Recording in Stereo (Part 1)

Wonderful things can happen when a recording is made in stereo.  By definition, the term "stereo" implies three dimensions.  In contrast, my first exposures to so-called stereo recordings were strictly demonstrations of left-right phenomena with a guitar on the left and a piano on the right or a marching band appearing to move from one speaker to the other.

It was many years later that I first encountered the idea that stereo reproduction could move far beyond the appearance of sounds emanating from different speakers.  Indeed, I'd heard stereo recordings where the speakers, when properly placed, seemed to disappear entirely, leaving behind a sort of audio hologram displaying a sonic stage with width and depth (and sometimes a sense of height).  Instruments were spread all around the apparent stage and the instrumental images themselves seemed to have a sense of solidity to them.

These early exposures to a more realistic stereo coincided with my earliest experiences as an engineer working at my first job in a recording studio.  At the studio, I learned the more common way of creating stereo recordings which involved having microphones placed closely to each instrument, later to be combined by the engineer using a mixing console.  During the mix, the engineer would place the individual sound sources across the stereo stage (left-right) using the pan pots on the console.  These allow the sound to be placed full left or full right or anywhere in between.

Comparing the studio generated stereo with those other recordings which I found to offer a more convincing illusion, I realized what we actually did in the studio was create multiple mono recordings played back via two speakers.  I started reading about how those more convincing records were made and found they tended to use far fewer microphones and none of the sounds was recorded in mono (i.e. with a single, closely placed microphone).  Further reading and my first experiments on my own, taught me about the different approaches and philosophies used by other engineers in their work on stereo recordings.  This started my drift away from closely placed, multiple microphones.

I should say at this point that while convincing stereo is very pleasing and adds to our ability to hear complex music, my personal sonic priorities put this below being able to capture the true sound of an instrument.  Only when the true timbre the musician and instrument maker work so hard to attain is captured, do I consider placement upon the stereo stage.  I should also say that my listening biases follow timbral and harmonic integrity closely with dynamic integrity.  One of the things I find to be the weak link in most recordings is compression of dynamic range, both the macro (difference between softest and loudest) and the micro, where a great deal of the musical emotion lies.  I have a strong aversion to any sort of dynamic compromise and find the recordings whose sound I prefer the most all leave performance dynamics intact.  In other words, I'd rather hear a great instrumental sound with vague stereo than a dried up version that is well placed on the stage.

With this in mind, I began wondering why anyone would want to listen to a Steinway grand piano from under the closed lid with their ears just above the hammers.  And who would want to put their head inside a bass drum or right up against a Marshall stack or in the bell of a saxophone?  These were the places from which the studio microphones "listened".  When heard from these locations by human ears, the instruments sound thin and harmonically dry.  The lower frequencies and many harmonics just don't come to focus in the air that close to the instruments.  No wonder things recorded this way are destined to endure endless processing devices in the attempt to make them sound right.  I understood the desire for isolation between parts when multitracking but the sonic cost, to my ears, was way too high.  There had to be a better way.  There is.  More on this in Part 2 of this article.

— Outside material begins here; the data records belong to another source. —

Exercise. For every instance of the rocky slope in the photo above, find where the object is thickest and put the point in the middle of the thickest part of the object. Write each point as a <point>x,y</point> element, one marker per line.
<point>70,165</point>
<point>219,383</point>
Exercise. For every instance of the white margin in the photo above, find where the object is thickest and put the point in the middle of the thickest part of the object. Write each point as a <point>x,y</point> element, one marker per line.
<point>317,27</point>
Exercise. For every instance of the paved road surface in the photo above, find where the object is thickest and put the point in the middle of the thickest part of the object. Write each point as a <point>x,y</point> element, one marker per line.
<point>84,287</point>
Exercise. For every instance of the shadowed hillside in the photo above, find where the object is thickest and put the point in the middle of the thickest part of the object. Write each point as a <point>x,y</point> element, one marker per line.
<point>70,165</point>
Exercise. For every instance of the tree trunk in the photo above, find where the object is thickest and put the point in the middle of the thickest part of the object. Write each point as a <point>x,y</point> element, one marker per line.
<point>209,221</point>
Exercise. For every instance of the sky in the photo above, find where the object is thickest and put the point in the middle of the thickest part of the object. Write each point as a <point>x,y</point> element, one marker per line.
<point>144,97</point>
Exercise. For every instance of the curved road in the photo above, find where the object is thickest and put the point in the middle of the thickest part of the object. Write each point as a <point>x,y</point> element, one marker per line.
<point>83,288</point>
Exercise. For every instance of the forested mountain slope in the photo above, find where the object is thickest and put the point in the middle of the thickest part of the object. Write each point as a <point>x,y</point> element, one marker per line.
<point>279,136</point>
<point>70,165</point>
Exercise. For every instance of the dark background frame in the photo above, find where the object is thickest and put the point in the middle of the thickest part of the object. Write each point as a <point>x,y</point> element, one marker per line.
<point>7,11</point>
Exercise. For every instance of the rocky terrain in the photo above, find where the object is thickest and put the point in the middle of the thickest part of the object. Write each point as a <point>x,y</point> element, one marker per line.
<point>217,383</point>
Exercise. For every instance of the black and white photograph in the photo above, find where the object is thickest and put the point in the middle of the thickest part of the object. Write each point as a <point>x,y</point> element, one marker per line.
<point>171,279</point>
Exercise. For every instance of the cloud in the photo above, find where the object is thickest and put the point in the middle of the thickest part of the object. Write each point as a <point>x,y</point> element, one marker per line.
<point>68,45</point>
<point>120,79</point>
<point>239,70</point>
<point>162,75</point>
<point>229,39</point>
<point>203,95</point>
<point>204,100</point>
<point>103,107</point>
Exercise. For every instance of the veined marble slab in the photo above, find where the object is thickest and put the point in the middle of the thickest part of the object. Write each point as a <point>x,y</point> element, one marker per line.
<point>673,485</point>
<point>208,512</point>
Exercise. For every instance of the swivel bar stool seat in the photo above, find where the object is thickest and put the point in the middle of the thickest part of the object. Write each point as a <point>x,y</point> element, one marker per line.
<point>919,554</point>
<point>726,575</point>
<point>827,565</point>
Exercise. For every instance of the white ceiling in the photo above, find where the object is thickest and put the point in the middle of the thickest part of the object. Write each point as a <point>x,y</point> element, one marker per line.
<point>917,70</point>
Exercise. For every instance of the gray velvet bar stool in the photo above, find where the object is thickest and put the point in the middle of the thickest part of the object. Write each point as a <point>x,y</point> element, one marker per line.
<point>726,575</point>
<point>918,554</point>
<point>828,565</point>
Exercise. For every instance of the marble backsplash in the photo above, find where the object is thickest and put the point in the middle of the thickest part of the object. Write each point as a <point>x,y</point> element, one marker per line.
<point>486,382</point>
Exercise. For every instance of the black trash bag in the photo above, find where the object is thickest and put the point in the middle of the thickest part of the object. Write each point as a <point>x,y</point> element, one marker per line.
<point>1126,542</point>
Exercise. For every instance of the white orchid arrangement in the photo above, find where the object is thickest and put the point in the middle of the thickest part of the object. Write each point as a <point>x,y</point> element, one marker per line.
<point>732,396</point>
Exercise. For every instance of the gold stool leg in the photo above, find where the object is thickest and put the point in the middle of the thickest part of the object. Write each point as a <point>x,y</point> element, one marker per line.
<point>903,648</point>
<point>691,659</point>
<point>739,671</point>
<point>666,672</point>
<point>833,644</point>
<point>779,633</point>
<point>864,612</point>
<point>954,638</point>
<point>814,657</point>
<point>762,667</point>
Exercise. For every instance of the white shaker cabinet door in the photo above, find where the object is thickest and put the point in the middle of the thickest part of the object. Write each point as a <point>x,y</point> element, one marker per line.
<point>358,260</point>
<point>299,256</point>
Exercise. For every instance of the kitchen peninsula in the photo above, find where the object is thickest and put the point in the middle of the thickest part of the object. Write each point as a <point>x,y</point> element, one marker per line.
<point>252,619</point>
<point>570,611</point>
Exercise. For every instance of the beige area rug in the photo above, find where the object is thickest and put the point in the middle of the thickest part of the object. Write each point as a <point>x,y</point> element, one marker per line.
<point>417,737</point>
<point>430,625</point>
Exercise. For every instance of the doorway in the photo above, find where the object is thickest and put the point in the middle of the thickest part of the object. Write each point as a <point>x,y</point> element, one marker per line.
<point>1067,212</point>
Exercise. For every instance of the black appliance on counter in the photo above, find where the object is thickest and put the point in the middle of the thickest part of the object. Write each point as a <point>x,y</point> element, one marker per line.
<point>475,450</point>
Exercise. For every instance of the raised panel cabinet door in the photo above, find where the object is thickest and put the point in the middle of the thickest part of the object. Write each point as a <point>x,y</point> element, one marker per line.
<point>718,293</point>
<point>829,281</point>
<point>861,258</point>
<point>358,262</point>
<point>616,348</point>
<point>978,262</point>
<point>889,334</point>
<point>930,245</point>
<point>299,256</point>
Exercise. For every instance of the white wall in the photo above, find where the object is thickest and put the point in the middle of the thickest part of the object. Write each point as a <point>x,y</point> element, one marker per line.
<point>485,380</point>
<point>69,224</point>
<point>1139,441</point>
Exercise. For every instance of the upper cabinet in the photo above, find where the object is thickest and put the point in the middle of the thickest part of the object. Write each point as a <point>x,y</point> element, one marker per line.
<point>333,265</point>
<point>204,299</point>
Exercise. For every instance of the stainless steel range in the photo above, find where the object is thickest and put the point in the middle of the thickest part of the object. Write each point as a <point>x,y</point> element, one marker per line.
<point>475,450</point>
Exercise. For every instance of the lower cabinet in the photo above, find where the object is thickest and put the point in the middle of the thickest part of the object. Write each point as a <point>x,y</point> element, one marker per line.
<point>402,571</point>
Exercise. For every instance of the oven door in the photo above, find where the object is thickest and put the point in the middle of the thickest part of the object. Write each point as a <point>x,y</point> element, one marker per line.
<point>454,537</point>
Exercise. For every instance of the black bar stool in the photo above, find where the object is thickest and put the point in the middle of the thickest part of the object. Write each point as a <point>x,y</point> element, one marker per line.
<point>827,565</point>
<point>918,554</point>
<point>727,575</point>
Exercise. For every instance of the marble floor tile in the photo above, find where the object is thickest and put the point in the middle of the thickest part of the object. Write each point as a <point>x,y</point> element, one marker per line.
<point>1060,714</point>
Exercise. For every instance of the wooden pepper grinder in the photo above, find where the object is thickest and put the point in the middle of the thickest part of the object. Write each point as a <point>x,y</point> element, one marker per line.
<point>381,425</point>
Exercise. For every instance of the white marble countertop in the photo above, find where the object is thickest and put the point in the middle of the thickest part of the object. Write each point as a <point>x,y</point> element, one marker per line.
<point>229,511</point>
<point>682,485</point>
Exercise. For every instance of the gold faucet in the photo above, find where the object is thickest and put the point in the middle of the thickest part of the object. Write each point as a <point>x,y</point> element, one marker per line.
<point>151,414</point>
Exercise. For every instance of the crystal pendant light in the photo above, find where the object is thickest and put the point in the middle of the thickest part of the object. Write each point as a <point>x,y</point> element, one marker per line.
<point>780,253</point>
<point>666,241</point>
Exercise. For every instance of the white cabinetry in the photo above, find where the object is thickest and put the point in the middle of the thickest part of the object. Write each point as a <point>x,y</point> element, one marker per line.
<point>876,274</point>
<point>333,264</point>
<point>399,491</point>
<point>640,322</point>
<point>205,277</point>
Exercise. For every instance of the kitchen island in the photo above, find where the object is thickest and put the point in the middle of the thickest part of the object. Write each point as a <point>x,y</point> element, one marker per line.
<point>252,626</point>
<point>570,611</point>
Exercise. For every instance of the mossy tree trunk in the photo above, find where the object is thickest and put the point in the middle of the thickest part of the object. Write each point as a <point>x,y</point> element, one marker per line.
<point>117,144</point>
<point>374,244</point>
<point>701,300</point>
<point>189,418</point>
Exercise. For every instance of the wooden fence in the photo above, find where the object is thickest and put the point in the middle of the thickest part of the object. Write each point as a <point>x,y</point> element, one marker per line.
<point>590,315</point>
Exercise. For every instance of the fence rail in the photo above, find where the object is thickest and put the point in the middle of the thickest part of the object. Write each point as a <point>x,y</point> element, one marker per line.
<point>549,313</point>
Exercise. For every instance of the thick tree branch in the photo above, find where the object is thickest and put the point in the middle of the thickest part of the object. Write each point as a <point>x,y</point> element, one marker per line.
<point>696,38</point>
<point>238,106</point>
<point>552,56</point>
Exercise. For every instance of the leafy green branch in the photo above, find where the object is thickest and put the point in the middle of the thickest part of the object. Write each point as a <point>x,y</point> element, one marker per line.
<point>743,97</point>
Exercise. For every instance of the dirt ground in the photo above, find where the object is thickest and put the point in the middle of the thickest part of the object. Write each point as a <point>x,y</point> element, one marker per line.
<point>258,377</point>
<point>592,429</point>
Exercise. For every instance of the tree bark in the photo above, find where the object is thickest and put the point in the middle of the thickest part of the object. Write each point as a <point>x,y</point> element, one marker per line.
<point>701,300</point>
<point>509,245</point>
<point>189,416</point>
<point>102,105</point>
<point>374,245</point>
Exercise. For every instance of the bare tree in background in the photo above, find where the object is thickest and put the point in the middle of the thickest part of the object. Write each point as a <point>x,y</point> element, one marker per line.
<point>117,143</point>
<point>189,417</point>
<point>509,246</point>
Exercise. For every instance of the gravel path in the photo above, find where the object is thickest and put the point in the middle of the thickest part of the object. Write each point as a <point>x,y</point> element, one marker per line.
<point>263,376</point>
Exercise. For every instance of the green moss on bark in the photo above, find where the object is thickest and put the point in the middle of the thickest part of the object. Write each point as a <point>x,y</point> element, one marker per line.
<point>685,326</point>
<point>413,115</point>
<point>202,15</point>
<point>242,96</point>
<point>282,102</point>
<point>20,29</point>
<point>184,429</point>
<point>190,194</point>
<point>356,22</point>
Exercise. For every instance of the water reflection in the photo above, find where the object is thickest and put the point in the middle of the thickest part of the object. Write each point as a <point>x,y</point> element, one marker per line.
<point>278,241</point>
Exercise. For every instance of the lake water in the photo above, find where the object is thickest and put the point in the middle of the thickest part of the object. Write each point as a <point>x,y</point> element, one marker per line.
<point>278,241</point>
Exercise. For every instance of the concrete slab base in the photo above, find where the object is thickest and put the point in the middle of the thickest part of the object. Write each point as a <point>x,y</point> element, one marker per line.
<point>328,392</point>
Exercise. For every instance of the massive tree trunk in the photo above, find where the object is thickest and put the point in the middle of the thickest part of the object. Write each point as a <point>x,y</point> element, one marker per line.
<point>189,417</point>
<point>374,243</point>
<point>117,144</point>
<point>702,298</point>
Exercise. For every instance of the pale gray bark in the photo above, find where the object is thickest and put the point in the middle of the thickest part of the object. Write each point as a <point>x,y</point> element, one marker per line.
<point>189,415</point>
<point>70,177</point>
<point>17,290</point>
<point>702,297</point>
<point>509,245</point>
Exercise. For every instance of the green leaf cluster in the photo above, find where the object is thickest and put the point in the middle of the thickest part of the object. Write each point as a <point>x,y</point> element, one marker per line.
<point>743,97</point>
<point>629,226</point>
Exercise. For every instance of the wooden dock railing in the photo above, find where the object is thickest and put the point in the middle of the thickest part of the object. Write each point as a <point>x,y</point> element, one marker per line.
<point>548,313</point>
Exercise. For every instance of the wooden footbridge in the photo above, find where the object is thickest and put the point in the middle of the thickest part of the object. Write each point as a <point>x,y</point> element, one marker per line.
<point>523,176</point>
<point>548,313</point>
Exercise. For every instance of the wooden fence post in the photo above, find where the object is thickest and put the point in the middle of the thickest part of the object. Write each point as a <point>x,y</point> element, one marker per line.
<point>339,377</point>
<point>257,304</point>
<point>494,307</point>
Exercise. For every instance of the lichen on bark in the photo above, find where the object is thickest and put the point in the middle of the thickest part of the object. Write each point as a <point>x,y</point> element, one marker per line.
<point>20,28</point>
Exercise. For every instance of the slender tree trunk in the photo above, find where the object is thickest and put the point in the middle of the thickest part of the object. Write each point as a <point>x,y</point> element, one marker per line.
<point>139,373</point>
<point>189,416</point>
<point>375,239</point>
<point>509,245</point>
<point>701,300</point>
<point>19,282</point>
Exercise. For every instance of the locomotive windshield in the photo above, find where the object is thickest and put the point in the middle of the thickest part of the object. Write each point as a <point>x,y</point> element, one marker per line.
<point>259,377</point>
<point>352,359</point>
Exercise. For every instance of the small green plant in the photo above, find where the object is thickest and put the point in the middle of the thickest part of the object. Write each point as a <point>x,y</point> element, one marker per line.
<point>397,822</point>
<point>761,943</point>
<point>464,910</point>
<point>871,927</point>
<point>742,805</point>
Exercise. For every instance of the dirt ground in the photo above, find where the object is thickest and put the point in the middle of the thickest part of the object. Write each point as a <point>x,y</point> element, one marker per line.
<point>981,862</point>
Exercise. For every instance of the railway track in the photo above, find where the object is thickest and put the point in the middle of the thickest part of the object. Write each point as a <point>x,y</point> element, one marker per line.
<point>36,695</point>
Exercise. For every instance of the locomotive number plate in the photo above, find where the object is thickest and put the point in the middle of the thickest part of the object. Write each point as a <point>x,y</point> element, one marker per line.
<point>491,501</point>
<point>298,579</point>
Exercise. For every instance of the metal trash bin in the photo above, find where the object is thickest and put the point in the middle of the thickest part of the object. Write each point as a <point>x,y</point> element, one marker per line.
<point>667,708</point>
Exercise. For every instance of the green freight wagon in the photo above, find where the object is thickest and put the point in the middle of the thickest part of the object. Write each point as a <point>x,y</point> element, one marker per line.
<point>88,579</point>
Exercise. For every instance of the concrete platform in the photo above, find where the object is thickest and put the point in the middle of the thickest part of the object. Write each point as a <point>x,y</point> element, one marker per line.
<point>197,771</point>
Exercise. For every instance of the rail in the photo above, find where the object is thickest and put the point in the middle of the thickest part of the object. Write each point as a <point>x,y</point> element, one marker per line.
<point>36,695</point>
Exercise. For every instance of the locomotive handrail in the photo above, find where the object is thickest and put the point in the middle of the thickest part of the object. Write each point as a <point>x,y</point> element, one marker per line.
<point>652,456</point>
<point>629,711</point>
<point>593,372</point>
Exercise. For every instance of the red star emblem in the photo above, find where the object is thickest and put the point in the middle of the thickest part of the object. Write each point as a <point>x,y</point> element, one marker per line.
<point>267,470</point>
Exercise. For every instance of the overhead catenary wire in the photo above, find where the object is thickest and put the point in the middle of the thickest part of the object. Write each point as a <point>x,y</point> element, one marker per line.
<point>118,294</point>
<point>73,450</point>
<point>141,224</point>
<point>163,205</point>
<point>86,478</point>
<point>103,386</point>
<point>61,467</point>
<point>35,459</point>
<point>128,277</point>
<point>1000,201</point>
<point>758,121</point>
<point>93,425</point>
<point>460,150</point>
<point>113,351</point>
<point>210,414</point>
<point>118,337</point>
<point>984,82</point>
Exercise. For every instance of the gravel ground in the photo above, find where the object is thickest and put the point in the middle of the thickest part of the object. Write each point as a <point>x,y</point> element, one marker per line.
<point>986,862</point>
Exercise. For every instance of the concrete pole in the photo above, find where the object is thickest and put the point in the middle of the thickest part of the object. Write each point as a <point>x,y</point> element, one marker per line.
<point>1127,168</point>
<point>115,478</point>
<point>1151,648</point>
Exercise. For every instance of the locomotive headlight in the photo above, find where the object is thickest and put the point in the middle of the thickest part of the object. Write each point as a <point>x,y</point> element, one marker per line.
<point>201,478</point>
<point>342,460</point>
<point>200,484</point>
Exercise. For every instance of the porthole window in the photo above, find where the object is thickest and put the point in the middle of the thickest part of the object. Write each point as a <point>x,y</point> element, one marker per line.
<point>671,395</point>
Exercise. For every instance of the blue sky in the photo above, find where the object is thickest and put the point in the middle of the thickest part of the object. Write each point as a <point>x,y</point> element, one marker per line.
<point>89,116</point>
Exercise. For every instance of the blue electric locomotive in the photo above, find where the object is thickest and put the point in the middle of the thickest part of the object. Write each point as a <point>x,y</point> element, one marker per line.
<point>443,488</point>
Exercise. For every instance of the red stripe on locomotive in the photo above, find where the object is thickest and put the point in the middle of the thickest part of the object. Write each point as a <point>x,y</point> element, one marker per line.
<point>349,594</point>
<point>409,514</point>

As I read more about the different approaches to recording in stereo and the reasoning behind each approach and as I tried my own experiments, my own views on the subject took form.  One of the earliest methods, devised by Alan Blumlein in the early 1930's used what is called a coincident pair of microphones.  A coincident pair uses two directional microphones.  Some directional microphones "hear" what is in front of them and downplay sounds coming from the sides or behind them.  Other directional mics hear both what is in front of them and what is behind them, downplaying sounds coming from the sides.  These differ from omnidirectional mics, which hear sounds coming from all directions.  By having the microphone pair placed one above the other and facing 90 degrees apart for left-right pickup (one mic hearing the left side of the stage and the other hearing the right side), the mics effectively coincided in space (at least horizontal space).  Placing the mics in this fashion will result in sounds from different parts of the stage arriving at both mics at the same time.  When sounds arrive at the mics at different times due to having to travel a different distance to reach each mic, phase differences result.  Blumlein sought to eliminate phase differences between microphones and the problems that could result when two channels with phase differences are combined for reproduction in mono.  Coincident pairs derive stereo from the intensity differences between channels.  Sounds arriving from the left will be louder in the left microphone than they will be in the right.  Sounds arriving from the right will be louder in the right microphone than they'll be in the left.  This "theoretically correct" method is still used today by many engineers.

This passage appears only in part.